Why the conflation matters, and how to tell the forms apart

The DAC-versus-no-DAC confusion is not a pedantic distinction; it changes what any quoted figure means. A half-life of days and a half-life of minutes-to-hours describe different molecules behaving differently, and a claim attached to "CJC-1295" without a form label is ambiguous at best. When the popular literature applies the DAC variant's 5.8-8.1-day kinetics [1] to a no-DAC peptide, or treats a short-acting protocol as if it carried multi-day exposure, the error is structural — it mixes the data of two species.

There is a simple test for which form a source means. If the figure is a multi-day half-life, a once-weekly framing, or IGF-1 elevation measured over weeks, it describes the albumin-conjugated DAC variant [1]. If it is a minutes-to-hours half-life or a several-times-daily framing, it describes the no-DAC Modified GRF (1-29). The albumin handle is the dividing line: present, and the peptide rides serum albumin for days [2]; absent, and it clears on the timescale of native GHRH(1-29).

This site keeps the two apart everywhere they appear.
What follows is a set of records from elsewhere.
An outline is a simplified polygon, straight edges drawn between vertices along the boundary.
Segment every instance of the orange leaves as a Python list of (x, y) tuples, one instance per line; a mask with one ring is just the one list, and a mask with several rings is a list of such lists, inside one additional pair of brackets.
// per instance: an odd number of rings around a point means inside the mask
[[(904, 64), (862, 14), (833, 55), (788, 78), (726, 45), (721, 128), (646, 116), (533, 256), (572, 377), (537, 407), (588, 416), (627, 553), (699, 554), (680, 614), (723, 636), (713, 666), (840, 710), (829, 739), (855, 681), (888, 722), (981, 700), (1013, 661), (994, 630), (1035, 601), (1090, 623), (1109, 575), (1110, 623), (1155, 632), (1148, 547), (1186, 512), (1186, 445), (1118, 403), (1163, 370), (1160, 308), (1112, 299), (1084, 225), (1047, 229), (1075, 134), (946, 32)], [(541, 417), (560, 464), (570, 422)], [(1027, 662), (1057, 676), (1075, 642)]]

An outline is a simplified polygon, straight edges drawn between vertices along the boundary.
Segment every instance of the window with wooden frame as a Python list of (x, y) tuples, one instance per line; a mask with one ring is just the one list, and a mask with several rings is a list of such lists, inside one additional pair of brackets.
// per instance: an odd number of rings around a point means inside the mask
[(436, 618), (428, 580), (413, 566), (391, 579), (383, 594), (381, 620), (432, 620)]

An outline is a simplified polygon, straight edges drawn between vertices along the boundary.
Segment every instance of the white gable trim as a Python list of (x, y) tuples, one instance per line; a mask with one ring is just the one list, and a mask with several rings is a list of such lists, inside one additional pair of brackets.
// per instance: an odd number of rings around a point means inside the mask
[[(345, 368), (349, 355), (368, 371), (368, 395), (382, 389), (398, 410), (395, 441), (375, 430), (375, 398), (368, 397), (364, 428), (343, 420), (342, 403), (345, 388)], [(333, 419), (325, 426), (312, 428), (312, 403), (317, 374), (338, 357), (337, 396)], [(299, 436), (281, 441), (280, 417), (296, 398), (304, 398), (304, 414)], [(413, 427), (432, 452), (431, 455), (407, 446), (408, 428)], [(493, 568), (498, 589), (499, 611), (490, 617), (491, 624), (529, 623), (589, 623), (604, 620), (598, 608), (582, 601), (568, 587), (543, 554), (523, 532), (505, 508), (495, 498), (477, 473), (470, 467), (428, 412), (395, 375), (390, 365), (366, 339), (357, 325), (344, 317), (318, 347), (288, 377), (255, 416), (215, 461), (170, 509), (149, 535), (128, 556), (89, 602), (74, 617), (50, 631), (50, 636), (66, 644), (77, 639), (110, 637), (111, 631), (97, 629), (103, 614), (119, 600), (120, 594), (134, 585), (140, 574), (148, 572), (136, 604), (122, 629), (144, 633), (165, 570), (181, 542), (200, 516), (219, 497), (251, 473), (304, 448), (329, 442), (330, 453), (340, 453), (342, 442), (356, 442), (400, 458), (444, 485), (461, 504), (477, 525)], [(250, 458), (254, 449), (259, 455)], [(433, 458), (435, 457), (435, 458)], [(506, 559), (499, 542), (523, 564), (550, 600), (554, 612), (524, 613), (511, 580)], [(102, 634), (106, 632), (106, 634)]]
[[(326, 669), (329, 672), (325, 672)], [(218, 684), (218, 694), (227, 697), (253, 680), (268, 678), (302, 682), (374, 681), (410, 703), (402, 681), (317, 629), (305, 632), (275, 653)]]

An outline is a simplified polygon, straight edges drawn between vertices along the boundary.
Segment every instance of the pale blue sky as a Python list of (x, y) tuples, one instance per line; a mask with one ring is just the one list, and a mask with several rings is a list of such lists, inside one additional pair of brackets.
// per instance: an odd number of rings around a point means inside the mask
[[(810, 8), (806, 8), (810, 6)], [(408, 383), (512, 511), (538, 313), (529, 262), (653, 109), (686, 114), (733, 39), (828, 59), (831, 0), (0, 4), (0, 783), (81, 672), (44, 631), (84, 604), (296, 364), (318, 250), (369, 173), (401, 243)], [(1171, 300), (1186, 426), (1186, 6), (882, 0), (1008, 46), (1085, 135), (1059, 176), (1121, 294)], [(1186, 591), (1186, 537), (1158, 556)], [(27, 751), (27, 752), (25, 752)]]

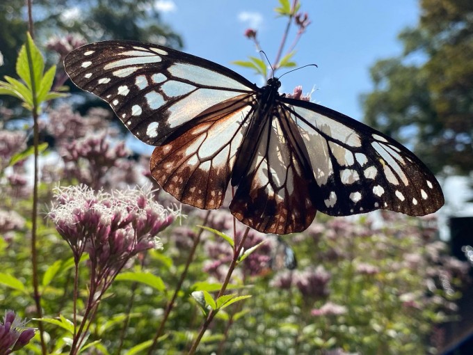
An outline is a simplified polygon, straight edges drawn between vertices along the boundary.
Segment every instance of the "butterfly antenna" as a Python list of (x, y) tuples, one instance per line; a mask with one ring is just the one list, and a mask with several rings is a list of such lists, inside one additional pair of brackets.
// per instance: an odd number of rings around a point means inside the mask
[(271, 71), (273, 72), (273, 75), (271, 75), (271, 77), (274, 77), (274, 68), (273, 68), (273, 65), (271, 65), (271, 62), (269, 61), (269, 59), (268, 59), (268, 56), (266, 55), (266, 53), (264, 53), (264, 51), (259, 51), (259, 53), (262, 53), (264, 55), (264, 57), (266, 58), (266, 61), (268, 62), (268, 64), (269, 64), (270, 68), (271, 68)]
[(289, 70), (289, 72), (286, 72), (285, 73), (284, 73), (282, 75), (281, 75), (281, 76), (280, 76), (279, 78), (278, 78), (278, 79), (281, 79), (282, 77), (284, 77), (284, 75), (286, 75), (286, 74), (289, 74), (289, 73), (290, 73), (290, 72), (295, 72), (296, 70), (298, 70), (299, 69), (302, 69), (302, 68), (306, 68), (306, 67), (315, 67), (315, 68), (319, 68), (319, 67), (317, 66), (316, 64), (307, 64), (307, 65), (304, 65), (303, 67), (296, 68), (296, 69), (293, 69), (292, 70)]

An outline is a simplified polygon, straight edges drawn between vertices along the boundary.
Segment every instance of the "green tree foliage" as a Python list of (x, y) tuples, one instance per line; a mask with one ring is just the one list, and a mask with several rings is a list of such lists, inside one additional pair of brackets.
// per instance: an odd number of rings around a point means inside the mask
[(434, 172), (465, 173), (473, 170), (473, 2), (420, 6), (417, 26), (399, 35), (403, 55), (371, 68), (365, 120), (410, 143)]

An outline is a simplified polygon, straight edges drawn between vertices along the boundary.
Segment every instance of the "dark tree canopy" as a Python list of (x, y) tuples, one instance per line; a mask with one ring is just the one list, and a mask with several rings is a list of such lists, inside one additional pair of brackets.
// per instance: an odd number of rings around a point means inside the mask
[[(369, 125), (406, 143), (434, 171), (473, 170), (473, 1), (422, 0), (404, 53), (371, 68)], [(421, 63), (421, 64), (419, 64)]]

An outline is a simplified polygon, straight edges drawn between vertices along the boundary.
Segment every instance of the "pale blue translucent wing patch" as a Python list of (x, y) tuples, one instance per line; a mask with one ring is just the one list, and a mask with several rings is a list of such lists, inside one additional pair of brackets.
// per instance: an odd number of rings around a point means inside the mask
[(247, 95), (221, 102), (157, 147), (150, 168), (159, 184), (184, 203), (221, 207), (255, 105)]
[(209, 107), (257, 90), (225, 67), (155, 45), (93, 43), (64, 63), (76, 85), (106, 101), (135, 136), (154, 145)]

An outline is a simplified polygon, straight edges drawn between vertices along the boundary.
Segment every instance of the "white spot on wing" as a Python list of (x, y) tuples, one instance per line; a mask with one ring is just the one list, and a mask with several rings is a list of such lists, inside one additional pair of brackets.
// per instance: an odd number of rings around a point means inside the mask
[(368, 166), (363, 171), (363, 175), (367, 179), (374, 180), (378, 174), (378, 171), (374, 166)]
[(342, 184), (353, 184), (360, 180), (360, 175), (355, 170), (344, 169), (340, 171), (340, 180)]
[(151, 80), (153, 81), (153, 83), (159, 84), (159, 83), (162, 83), (165, 80), (166, 80), (168, 78), (164, 75), (163, 73), (159, 72), (157, 74), (153, 74), (151, 76)]
[(154, 138), (158, 136), (158, 126), (159, 123), (157, 122), (152, 122), (148, 125), (146, 129), (146, 134), (148, 135), (150, 138)]
[(169, 80), (161, 86), (163, 92), (171, 97), (187, 94), (195, 88), (195, 86), (175, 80)]
[(110, 82), (110, 78), (101, 78), (99, 79), (99, 84), (107, 84)]
[(383, 194), (384, 194), (384, 189), (382, 186), (376, 185), (373, 187), (373, 194), (380, 197), (383, 196)]
[(128, 88), (128, 86), (126, 85), (122, 85), (121, 86), (118, 86), (118, 95), (122, 95), (123, 96), (127, 96), (128, 93), (130, 92), (130, 89)]
[(161, 49), (160, 48), (156, 48), (154, 47), (150, 47), (150, 49), (153, 51), (155, 53), (157, 53), (158, 54), (162, 54), (163, 56), (167, 56), (168, 52), (166, 52), (164, 49)]
[[(350, 194), (350, 200), (353, 201), (355, 203), (358, 203), (361, 200), (361, 194), (358, 191), (356, 192), (352, 192)], [(360, 208), (360, 210), (361, 211), (362, 209)]]
[(152, 110), (156, 110), (164, 104), (163, 96), (157, 91), (150, 91), (150, 93), (147, 93), (145, 95), (145, 97), (146, 98), (150, 109)]
[(144, 89), (148, 86), (147, 79), (146, 79), (146, 75), (138, 75), (135, 78), (135, 85), (138, 86), (140, 90)]
[(356, 159), (356, 161), (362, 166), (363, 166), (368, 161), (368, 158), (367, 158), (367, 156), (363, 153), (355, 153), (355, 159)]
[(387, 141), (386, 140), (385, 138), (382, 137), (381, 136), (380, 136), (378, 134), (373, 134), (373, 138), (374, 138), (376, 141), (380, 141), (381, 142), (387, 143)]
[(426, 200), (428, 196), (427, 195), (427, 193), (424, 191), (422, 189), (420, 189), (420, 194), (422, 196), (422, 198), (424, 200)]
[(125, 67), (126, 65), (134, 65), (136, 64), (147, 64), (150, 63), (158, 63), (161, 61), (161, 57), (158, 56), (136, 56), (119, 59), (108, 63), (104, 67), (106, 70), (113, 69), (114, 68)]
[(141, 107), (138, 105), (133, 105), (133, 107), (131, 107), (131, 116), (140, 116), (141, 112)]
[(397, 196), (397, 198), (398, 198), (399, 200), (401, 200), (401, 201), (403, 201), (404, 200), (406, 200), (406, 198), (404, 197), (404, 195), (403, 195), (402, 193), (401, 193), (400, 191), (396, 190), (396, 192), (394, 193), (394, 194), (395, 194), (395, 195)]
[(118, 77), (119, 78), (125, 78), (128, 77), (129, 75), (131, 75), (134, 72), (135, 72), (138, 69), (140, 69), (141, 67), (126, 67), (126, 68), (122, 68), (121, 69), (118, 69), (118, 70), (115, 70), (112, 74), (115, 75), (115, 77)]
[(324, 200), (323, 202), (325, 203), (326, 206), (328, 207), (332, 207), (335, 206), (335, 203), (337, 203), (337, 195), (335, 194), (335, 191), (331, 191), (328, 198)]

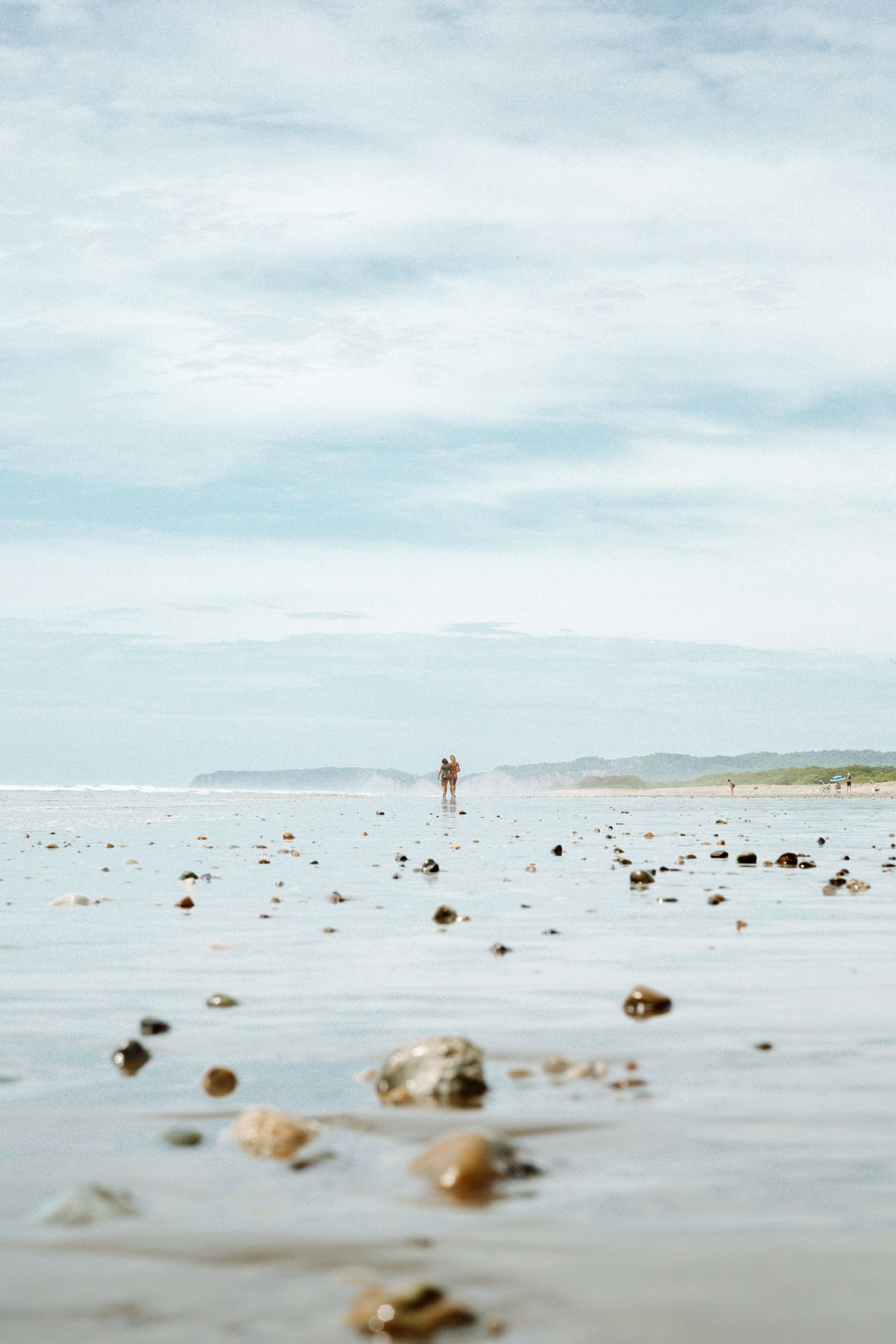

The 5.8-8.1-day half-life, the up-to-28-day IGF-1 persistence, and the four-fold GH area-under-the-curve from the discovery work are all DAC-variant findings [1][2]. The no-DAC form is reported only as short-acting, because that is what the literature supports for it. Holding that line is the single most useful thing a reader can take from this page.